Mr. Rockefeller has given a dormitory for boys, which was completed and occupied last year. The lack of adequate sleeping quarters for young men, from which the school has suffered from the beginning, was very materially supplied in Rockefeller Hall, which is a three-story brick structure, furnishing accommodations for 150 students. This need for dormitories has been still further met through the gift of three brick cottages by Miss Julia Emery, an American now living in London. Two of these buildings were finished last year, and young men are now living in them. The third is nearing completion. All are two stories high, with a hall running through the middle, and contain 40 rooms of good size.
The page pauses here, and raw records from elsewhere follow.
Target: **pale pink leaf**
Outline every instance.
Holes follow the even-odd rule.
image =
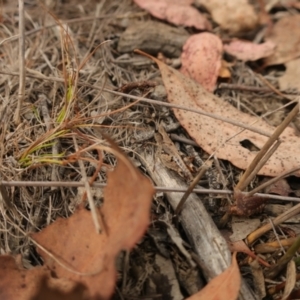
[[[285,73],[278,79],[280,90],[295,89],[299,92],[300,58],[287,62],[285,67]]]
[[[196,0],[212,15],[223,30],[231,34],[253,30],[258,25],[258,15],[247,0]]]
[[[234,253],[231,266],[187,300],[234,300],[239,295],[240,286],[241,275],[236,261],[236,253]]]
[[[183,46],[180,71],[212,92],[222,66],[222,50],[222,41],[216,35],[192,35]]]
[[[166,20],[175,25],[195,27],[199,30],[210,30],[211,24],[196,8],[191,0],[134,0],[152,16]]]
[[[224,45],[224,50],[240,60],[255,61],[272,55],[275,47],[276,45],[271,41],[254,44],[252,42],[234,40],[230,44]]]
[[[261,149],[269,139],[266,135],[270,136],[276,128],[260,118],[237,110],[181,72],[143,54],[158,64],[170,103],[219,116],[219,119],[215,119],[179,108],[173,109],[178,121],[196,143],[209,154],[214,153],[219,159],[229,160],[236,167],[246,169],[255,158],[256,152],[243,146],[243,141],[250,141]],[[249,129],[241,131],[243,126],[230,124],[222,118],[254,124],[252,127],[256,128],[256,132]],[[287,127],[280,140],[280,146],[259,170],[259,175],[275,177],[300,165],[300,138],[295,129]],[[296,171],[294,175],[300,176],[300,171]]]

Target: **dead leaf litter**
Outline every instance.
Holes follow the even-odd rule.
[[[1,299],[297,295],[299,115],[264,210],[222,190],[298,101],[299,6],[225,2],[1,4]]]

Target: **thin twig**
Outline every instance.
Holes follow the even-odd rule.
[[[79,151],[79,148],[78,148],[78,145],[77,145],[77,141],[76,141],[76,138],[74,136],[73,136],[73,141],[74,141],[75,150]],[[86,191],[88,202],[89,202],[89,205],[90,205],[90,209],[91,209],[91,213],[92,213],[92,218],[93,218],[93,221],[94,221],[94,225],[96,227],[96,232],[97,233],[101,233],[101,229],[103,229],[103,231],[105,232],[105,227],[103,226],[103,222],[101,222],[102,221],[101,218],[99,218],[100,221],[98,219],[98,214],[97,214],[96,206],[95,206],[95,203],[94,203],[94,200],[93,200],[93,196],[92,196],[92,193],[91,193],[91,186],[90,186],[89,181],[87,179],[87,175],[86,175],[86,172],[85,172],[85,168],[84,168],[83,162],[82,162],[81,159],[79,159],[78,163],[79,163],[79,167],[80,167],[82,179],[84,181],[85,191]],[[101,226],[100,226],[100,222],[102,223]]]
[[[19,0],[19,94],[18,104],[14,114],[14,123],[21,123],[20,113],[25,96],[25,22],[24,22],[24,0]]]
[[[275,129],[272,136],[268,139],[268,141],[265,143],[265,145],[261,148],[261,150],[258,152],[256,157],[252,160],[249,167],[246,169],[245,173],[243,174],[242,178],[238,182],[236,186],[236,190],[242,191],[247,185],[248,185],[248,177],[255,169],[258,162],[266,155],[270,147],[274,144],[274,142],[278,139],[280,134],[284,131],[284,129],[290,124],[292,119],[299,113],[299,102],[297,105],[291,110],[291,112],[288,114],[288,116],[283,120],[283,122]],[[253,173],[252,173],[253,176]],[[246,184],[245,184],[246,183]]]
[[[180,199],[176,209],[175,209],[175,216],[178,216],[184,206],[184,203],[186,202],[188,196],[193,192],[193,189],[195,188],[195,186],[198,184],[198,182],[200,181],[200,179],[203,177],[203,175],[205,174],[205,172],[211,167],[212,165],[212,160],[205,162],[201,169],[200,172],[198,173],[198,175],[194,178],[193,182],[190,184],[190,186],[188,187],[188,189],[186,190],[186,192],[184,193],[184,195],[182,196],[182,198]]]
[[[11,75],[11,76],[19,76],[18,73],[5,72],[5,71],[2,71],[2,70],[0,71],[0,74],[6,74],[6,75]],[[64,83],[64,79],[62,79],[62,78],[47,77],[47,76],[44,76],[42,74],[37,75],[37,74],[28,74],[27,73],[26,76],[30,77],[30,78],[36,78],[36,79],[41,79],[41,80],[49,80],[49,81]],[[223,122],[226,122],[226,123],[229,123],[229,124],[241,127],[241,128],[248,129],[252,132],[264,135],[266,137],[271,136],[270,133],[268,133],[264,130],[258,129],[256,127],[253,127],[253,126],[250,126],[248,124],[244,124],[244,123],[232,120],[232,119],[224,118],[224,117],[216,115],[216,114],[204,112],[204,111],[199,110],[199,109],[193,109],[193,108],[189,108],[189,107],[183,106],[183,105],[175,105],[175,104],[171,104],[171,103],[167,103],[167,102],[163,102],[163,101],[158,101],[158,100],[153,100],[153,99],[149,99],[149,98],[144,98],[144,97],[139,97],[139,96],[134,96],[134,95],[128,95],[128,94],[124,94],[124,93],[121,93],[121,92],[113,91],[109,88],[97,87],[95,85],[88,84],[86,82],[78,82],[78,86],[89,87],[89,88],[92,88],[92,89],[95,89],[95,90],[103,90],[104,92],[108,92],[108,93],[111,93],[113,95],[122,96],[122,97],[130,98],[130,99],[134,99],[134,100],[139,100],[141,102],[146,102],[146,103],[151,103],[151,104],[155,104],[155,105],[160,105],[160,106],[165,106],[165,107],[171,107],[171,108],[182,109],[182,110],[185,110],[185,111],[190,111],[190,112],[200,114],[200,115],[204,115],[204,116],[216,119],[216,120],[220,120],[220,121],[223,121]]]

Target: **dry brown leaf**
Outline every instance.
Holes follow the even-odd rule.
[[[110,141],[110,143],[112,143]],[[115,170],[108,173],[101,214],[105,233],[97,234],[91,213],[79,208],[68,219],[58,219],[33,238],[64,265],[85,276],[71,272],[39,249],[45,265],[58,278],[84,284],[90,299],[108,299],[116,280],[115,258],[123,249],[131,249],[143,236],[149,224],[154,193],[149,179],[143,176],[120,152]]]
[[[261,184],[267,182],[268,179],[262,180]],[[281,178],[264,189],[266,194],[276,194],[280,196],[288,196],[292,190],[286,179]]]
[[[222,51],[222,41],[215,34],[194,34],[183,46],[180,71],[212,92],[222,65]]]
[[[219,70],[218,76],[221,78],[231,78],[231,72],[229,67],[231,66],[231,63],[228,63],[226,60],[221,60],[221,69]]]
[[[234,40],[224,45],[224,50],[240,60],[255,61],[272,55],[275,47],[276,45],[271,41],[255,44],[248,41]]]
[[[291,60],[285,64],[286,70],[279,77],[280,90],[295,89],[300,91],[300,58]]]
[[[258,16],[247,0],[196,0],[196,3],[203,5],[213,20],[231,34],[252,30],[258,24]]]
[[[54,297],[50,297],[54,296]],[[84,287],[68,279],[52,278],[46,267],[26,270],[10,255],[0,256],[0,299],[83,300]]]
[[[211,30],[211,24],[206,17],[191,6],[193,0],[134,0],[134,2],[158,19],[199,30]]]
[[[257,255],[252,252],[248,246],[245,244],[244,241],[236,241],[236,242],[228,242],[228,246],[231,252],[243,252],[250,256],[253,259],[256,259],[259,263],[261,263],[265,267],[270,267],[270,265],[264,261],[262,258],[258,257]]]
[[[283,295],[282,295],[281,300],[288,299],[288,297],[292,293],[293,289],[295,288],[296,281],[297,281],[296,280],[296,275],[297,275],[296,264],[293,260],[291,260],[287,264],[286,283],[285,283],[285,287],[284,287],[284,291],[283,291]]]
[[[265,59],[267,66],[286,63],[300,56],[300,15],[280,19],[265,38],[276,45],[275,53]]]
[[[187,300],[222,300],[237,299],[241,286],[240,270],[236,261],[236,254],[232,256],[231,266],[222,274],[212,279],[207,286]]]
[[[156,58],[147,56],[152,58],[160,68],[170,103],[214,113],[244,124],[255,123],[256,128],[270,135],[275,130],[265,121],[245,114],[221,98],[207,92],[200,84],[179,71]],[[240,169],[246,169],[256,156],[256,152],[244,147],[242,142],[248,141],[260,149],[268,139],[266,136],[249,130],[244,130],[236,135],[242,128],[190,111],[177,108],[173,110],[178,121],[201,148],[209,154],[216,153],[219,159],[229,160]],[[259,175],[275,177],[300,165],[298,155],[300,138],[296,135],[295,130],[291,127],[286,128],[280,136],[280,140],[282,143],[258,172]],[[300,171],[295,172],[294,175],[300,176]]]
Until last year the offices of the Institute were scattered over the grounds wherever room could be found. A New York friend, who does not permit the use of his name, seeing the need of the school for a building in which the offices might be concentrated, thus greatly increasing the efficiency of its administrative work, gave $19,000 for this purpose. The Office Building, completed in the latter part of 1903, is the result of this benefaction. It is two-and-a-half stories high, and contains the offices of the Principal, the Principal's Secretary, Treasurer, Auditor, Business Agent, Commandant, Registrar, and the Post-Office and Savings Department.
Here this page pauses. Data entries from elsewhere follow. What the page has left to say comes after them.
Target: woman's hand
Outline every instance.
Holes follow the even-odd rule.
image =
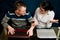
[[[8,26],[8,34],[13,35],[15,33],[14,28],[12,28],[11,26]]]

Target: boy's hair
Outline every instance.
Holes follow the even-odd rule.
[[[23,6],[23,7],[26,7],[26,4],[23,3],[22,1],[16,1],[16,2],[14,3],[12,12],[15,12],[15,10],[17,10],[18,8],[20,8],[20,7],[22,7],[22,6]]]
[[[40,6],[45,10],[53,10],[53,6],[51,5],[51,3],[49,1],[44,1],[40,4]]]

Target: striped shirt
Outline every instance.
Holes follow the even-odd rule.
[[[11,20],[12,27],[20,27],[25,28],[27,27],[27,21],[31,22],[32,16],[30,13],[26,13],[24,16],[17,16],[15,13],[6,13],[5,17],[2,20],[2,25],[4,27],[7,27],[9,24],[7,23],[9,20]]]

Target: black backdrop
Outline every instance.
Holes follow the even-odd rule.
[[[4,17],[5,13],[8,10],[11,10],[13,7],[13,3],[17,0],[0,0],[0,22]],[[44,0],[21,0],[27,4],[27,11],[34,15],[35,9],[39,6],[39,4]],[[55,19],[60,19],[60,0],[50,0],[52,5],[54,6],[55,11]],[[0,24],[1,25],[1,24]],[[58,24],[53,24],[53,26],[59,26]],[[2,26],[0,26],[2,29]],[[1,30],[0,30],[1,31]]]

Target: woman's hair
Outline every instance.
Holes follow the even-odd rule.
[[[49,1],[44,1],[40,4],[40,6],[45,10],[53,10],[53,6],[51,5],[51,3]]]
[[[26,4],[23,3],[22,1],[16,1],[13,5],[13,9],[12,9],[12,12],[15,12],[15,10],[17,10],[18,8],[20,7],[26,7]]]

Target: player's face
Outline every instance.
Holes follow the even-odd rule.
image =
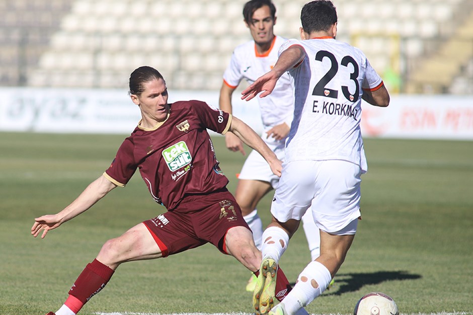
[[[143,122],[153,126],[164,121],[169,112],[166,82],[161,78],[153,80],[143,84],[143,87],[144,90],[139,96],[131,96],[133,102],[139,106]]]
[[[270,45],[274,38],[273,28],[276,24],[276,18],[273,19],[268,6],[257,9],[252,16],[251,23],[247,24],[251,36],[258,45]]]

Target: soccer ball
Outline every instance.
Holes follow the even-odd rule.
[[[353,315],[399,315],[398,305],[384,293],[375,292],[360,298],[355,306]]]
THE OFFICE BUILDING IN PROCESS OF ERECTION.
Student carpenters shown at work.
The most pretentious building owned by the Institute is the Collis P. Huntington Memorial Building, the new home of the Academic Department, which is the gift of Mrs. Huntington as a memorial to her husband, who was one of Tuskegee's stanchest supporters. It is built near the site of the original building, Porter Hall, which it displaces as the center of the academic work of the school. The outside dimensions are 183 feet by 103 feet. It is four stories in height. Besides recitation-rooms for all the classes, it contains a gymnasium in the basement for young women, and an assembly-room on the top floor capable of seating 800 persons. The finishing is in yellow pine. The buildings of the Institute show a steady progression in quality of workmanship, materials, and architectural design and efficiency, from the rather rough, wooden Porter Hall erected by hired workmen in 1882 to the stately Huntington Hall built by students in 1904.
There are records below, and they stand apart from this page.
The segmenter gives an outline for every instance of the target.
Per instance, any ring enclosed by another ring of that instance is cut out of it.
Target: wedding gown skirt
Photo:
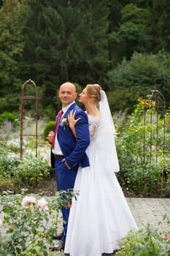
[[[94,159],[90,167],[80,167],[74,189],[80,194],[72,201],[64,252],[72,256],[112,253],[118,247],[117,240],[136,227],[115,174],[102,176]]]
[[[74,190],[79,195],[72,200],[64,249],[71,256],[112,253],[117,241],[136,228],[115,173],[104,168],[107,155],[101,159],[99,151],[92,140],[87,150],[90,166],[77,172]]]

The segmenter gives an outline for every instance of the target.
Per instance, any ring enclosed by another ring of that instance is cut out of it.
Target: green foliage
[[[26,192],[26,191],[25,191]],[[4,193],[1,197],[1,219],[4,233],[0,234],[0,255],[48,255],[52,238],[57,235],[59,210],[68,207],[73,197],[71,191],[61,192],[53,198],[35,197]]]
[[[164,50],[158,54],[134,53],[131,61],[124,59],[115,69],[108,72],[112,108],[125,108],[131,111],[137,99],[146,97],[153,89],[165,96],[166,105],[169,106],[169,66],[170,54]]]
[[[148,10],[134,4],[128,4],[121,10],[121,15],[120,25],[117,31],[112,33],[109,39],[121,43],[121,56],[129,59],[134,50],[142,52],[144,49]]]
[[[2,181],[9,178],[17,191],[23,187],[29,188],[39,184],[50,175],[48,162],[41,157],[27,154],[20,159],[17,155],[7,154],[0,149],[0,177]]]
[[[0,126],[7,121],[11,121],[15,127],[18,124],[18,117],[16,114],[4,111],[0,114]]]
[[[22,4],[18,0],[5,1],[0,8],[1,112],[18,109],[18,63],[23,49],[21,12]]]
[[[148,225],[146,227],[130,232],[120,241],[120,245],[117,256],[169,256],[169,217],[165,215],[163,222],[159,223],[158,228]]]
[[[150,110],[147,110],[144,125],[143,111],[140,100],[123,129],[118,130],[116,142],[121,171],[117,177],[127,193],[158,195],[163,187],[161,192],[169,195],[170,155],[163,152],[162,119],[158,120],[157,136],[155,113],[152,113],[150,124]],[[169,138],[165,138],[166,148]]]
[[[16,187],[23,187],[24,184],[26,187],[31,187],[36,186],[49,174],[50,167],[42,157],[29,155],[20,160],[12,179]]]
[[[45,140],[47,140],[47,137],[49,132],[54,130],[55,124],[55,121],[50,121],[45,127],[45,129],[44,129],[44,139],[45,139]]]

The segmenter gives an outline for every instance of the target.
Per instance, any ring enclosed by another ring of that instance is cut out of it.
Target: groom
[[[76,88],[73,83],[66,82],[59,89],[58,97],[62,104],[62,112],[58,115],[55,132],[48,135],[52,143],[51,162],[55,168],[55,177],[58,191],[72,189],[79,166],[89,166],[85,150],[90,143],[88,120],[86,113],[75,103]],[[76,111],[75,118],[80,118],[75,126],[77,138],[74,138],[68,121],[70,110]],[[59,122],[58,122],[59,121]],[[63,208],[63,230],[60,243],[52,249],[64,249],[69,208]]]

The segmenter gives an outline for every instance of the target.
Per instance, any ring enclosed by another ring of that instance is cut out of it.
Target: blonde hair
[[[101,86],[98,83],[88,84],[85,88],[88,96],[93,98],[95,102],[99,102],[101,100]]]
Located at different points on the grounds and on lots detached are cottages occupied as residences by teachers and officers of the Institute.
The furnishings for all the buildings, as well as the buildings themselves, have been made by the students in the various shops, who at the same time were learning trades and creating articles of use.
The annual cost of conducting the institution is, in round numbers, $150,000. This may seem high, but when certain facts in regard to the work are borne in mind it will not appear exorbitant. In the first place, there are really three schools at Tuskegee—a day-school, a night-school, and a trade-school. Such a system makes necessary the employment of a larger number of teachers than would be needed in a purely academic institution holding only one session a day. Teachers in the trade-school, with special technical training, can be obtained only by paying them higher salaries than are paid to those who simply teach in the class-rooms.